Côte d'Ivoire : un rapport de l'ONU confirme des exactions de miliciens libériens

19 mai 2011

Après avoir déployé une mission d'experts à Dabou, Irobo et Grand Lahou, la Division des droits de l'homme (DDH) de l'Opération des Nations Unies pour la Côte d'Ivoire (ONUCI) a conclu dans un rapport publié jeudi que des violations flagrantes des droits de l'homme ont été perpétrées par des miliciens et des mercenaires libériens au début du mois de mai alors que les forces loyales au Président Alassane Ouattara prenaient progressivement le contrôle du pays.

« Les deux visites de terrain à Dabou, Irobo et Grand Lahou ont permis de confirmer les violations flagrantes des droits de l'homme qui s'y sont produites, notamment des violations du droit à la vie à travers des exécutions sommaires et extrajudiciaires, ainsi que des violations du droit à la propriété, perpétrées par les miliciens et autres mercenaires libériens sur les populations de Dabou, d'Irobo et de Grand Lahou », précise le rapport.

Selon les experts, le 4 mai dernier, les Forces Républicaines de Côte d'Ivoire (FRCI) ont vaincu le dernier bastion des miliciens et des mercenaires libériens localisé dans la commune de Yopougon à Abidjan à l'issue de violents combats. Ces mercenaires ont pris la fuite et sont alors passés par Songon, sur l'axe Abidjan – San Pedro en vue de rejoindre le Libéria. Lors de leur repli, les miliciens et mercenaires libériens ont commis plusieurs atteintes au droit à la vie et à l'intégrité physique dans au moins trois localités, notamment à Dabou, Irobo et Grand Lahou (130 km au sud-ouest d'Abidjan).

L'ONUCI a dépêché une équipe d'experts spécialistes des droits de l'homme les 9 et 11 mai sur le terrain, afin d'enquêter sur les exactions commises par les miliciens et mercenaires contre les populations civiles de ces localités.
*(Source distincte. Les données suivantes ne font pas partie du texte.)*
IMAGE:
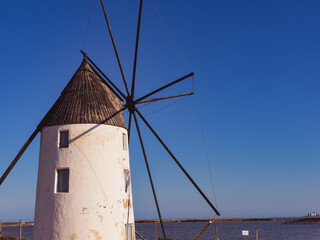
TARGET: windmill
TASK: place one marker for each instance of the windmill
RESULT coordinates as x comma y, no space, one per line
89,102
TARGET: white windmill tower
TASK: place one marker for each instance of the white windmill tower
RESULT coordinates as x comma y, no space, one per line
84,186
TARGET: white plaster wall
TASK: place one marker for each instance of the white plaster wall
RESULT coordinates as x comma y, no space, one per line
96,206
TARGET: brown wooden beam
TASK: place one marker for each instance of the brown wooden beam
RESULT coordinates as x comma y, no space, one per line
164,98
164,87
149,174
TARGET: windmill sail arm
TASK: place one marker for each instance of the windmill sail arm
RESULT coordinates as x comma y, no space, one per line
164,98
16,159
149,174
164,87
178,163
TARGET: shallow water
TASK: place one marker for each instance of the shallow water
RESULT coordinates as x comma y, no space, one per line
268,230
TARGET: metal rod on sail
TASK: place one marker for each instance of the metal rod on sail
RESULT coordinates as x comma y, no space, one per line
164,87
136,50
149,173
178,163
164,98
16,159
114,47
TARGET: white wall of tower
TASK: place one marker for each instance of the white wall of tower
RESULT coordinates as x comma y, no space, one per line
97,205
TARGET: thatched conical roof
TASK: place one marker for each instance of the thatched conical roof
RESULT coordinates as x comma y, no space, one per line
86,99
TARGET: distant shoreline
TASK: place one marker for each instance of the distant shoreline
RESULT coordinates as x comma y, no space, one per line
15,224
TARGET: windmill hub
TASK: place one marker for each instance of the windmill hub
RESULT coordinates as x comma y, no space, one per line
130,104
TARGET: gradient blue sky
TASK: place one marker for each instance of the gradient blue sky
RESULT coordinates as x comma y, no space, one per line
257,72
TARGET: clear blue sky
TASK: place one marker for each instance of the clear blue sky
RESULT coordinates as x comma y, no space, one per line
257,78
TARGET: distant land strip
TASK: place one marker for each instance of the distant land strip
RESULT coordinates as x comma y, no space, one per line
289,219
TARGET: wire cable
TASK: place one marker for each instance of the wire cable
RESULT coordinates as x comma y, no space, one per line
205,144
87,27
195,94
173,41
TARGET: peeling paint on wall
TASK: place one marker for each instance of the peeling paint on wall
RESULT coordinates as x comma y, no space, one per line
95,234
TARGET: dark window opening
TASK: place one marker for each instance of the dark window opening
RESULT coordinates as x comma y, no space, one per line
64,139
62,180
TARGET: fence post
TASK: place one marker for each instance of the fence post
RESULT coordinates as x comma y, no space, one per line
20,229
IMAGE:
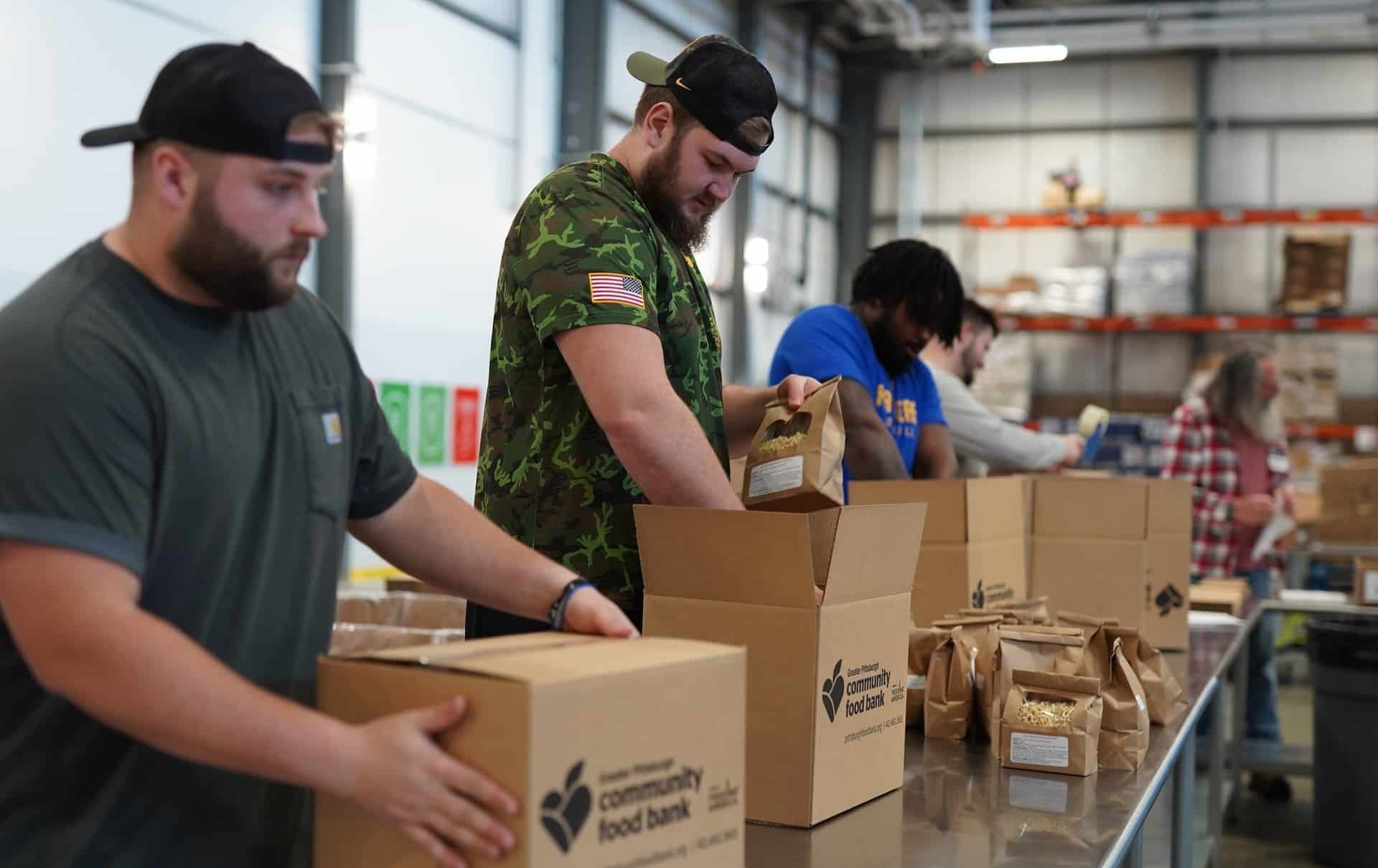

Selon la DDH, le nombre de miliciens et mercenaires était estimé entre 200 et 300 éléments, dont au moins quatre femmes. Ils parlaient l'anglais, le dioula et un français approximatif. Ils étaient habillés en civil, d'autres étaient torses nus ou totalement nus et d'autres encore portaient des cache-sexes. A Songon, les miliciens et mercenaires ont réquisitionné un camion de transport de produits vivriers qui les a déposés en trois vagues à Dabou (45 km au sud-ouest d'Abidjan) où ils sont arrivés le 4 mai 2011 vers 5h00 du matin. Ils ont ensuite effectué un repli à Irobo et Grand Lahou après des affrontements armés avec les FRCI.

A l'issue des enquêtes, la Division des droits de l'homme de l'ONUCI a établi qu'au moins 55 personnes ont été tuées par les mercenaires et miliciens lors de leur repli vers le Libéria. Au moins six personnes ont été tuées à Dabou, 17 à Irobo et 32 personnes à Grand Lahou. La majorité de ces victimes sont des allogènes burkinabés, maliens, nigériens. A Irobo, ces personnes ont été tuées chez elles. A Grand Lahou, elles ont été tuées sur la route reliant Dabou à Fresco.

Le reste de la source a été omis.